Yesterday the U.S. Court of Appeals for the Seventh Circuit ruled against OOIDA in its fight against the electronic logging device mandate.
OOIDA: ELDs Are Invasion Of Driver Privacy And Constitutional Rights
OOIDA argued that the ELD mandate “does not advance safety, is arbitrary and capricious and violates 4th amendment rights against unreasonable searches and seizures,” but the court disagreed, meaning that the December 2017 implementation date is still in effect.
Notably, the court argued that “compliance [with hours of service regulations] has long been an issue, though, because it is easy to insert an error in paper record, whether intentionally or not.”
Court Denies All Five Of OOIDA’s Arguments
The opinion offered by Circuit Judge David F. Hamilton answered each of OOIDA’s objections to the ELD mandate one by one.
- OOIDA argued that ELDs are ineffective because they are not totally automatic. “Petitioners’ reading of the statute seeks to pit one statutory requirement against another rather than allow the agency to balance competing policy goals endorsed by Congress,” the opinion stated.

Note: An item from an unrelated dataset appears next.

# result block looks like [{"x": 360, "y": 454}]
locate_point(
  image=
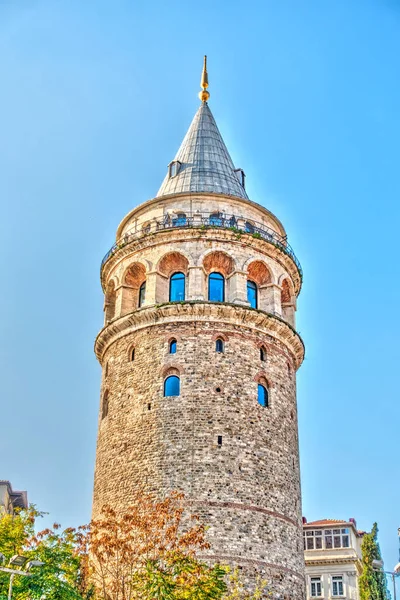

- OOIDA stated that the definition of driver harassment provided was too narrow. The court found that the agency had done due diligence by seeking input from drivers, motor carriers, and trade organizations on the definition of driver harassment.
- OOIDA claimed that the cost-benefit analysis of the ELD mandate was flawed and did not justify nationwide implementation. The court said the no cost benefit analysis was required and that the studies that were performed were sufficient.
- OOIDA argued that the ELD mandate was an invasion of driver privacy. The court found that the agency “adopted a reasonable approach to protect drivers in this regard.”
- Most significantly, OOIDA attested that the ELD mandate was a violation of the fourth amendment against unreasonable search and seizure. The court said, “We find no Fourth Amendment violation. Whether or not the rule itself imposes a search or a seizure, inspection of data recorded on an ELD would fall within the “pervasively regulated industry” exception to the warrant requirement. The agency’s administrative inspection scheme for such information is reasonable.”
Though OOIDA expressed serious disappointment with the court’s ruling, they vow to keep looking for ways to stop the ELD mandate: “Because this issue is of vital importance to our members and all small-business truckers, we are reviewing our next steps to continue our challenge against this regulation.”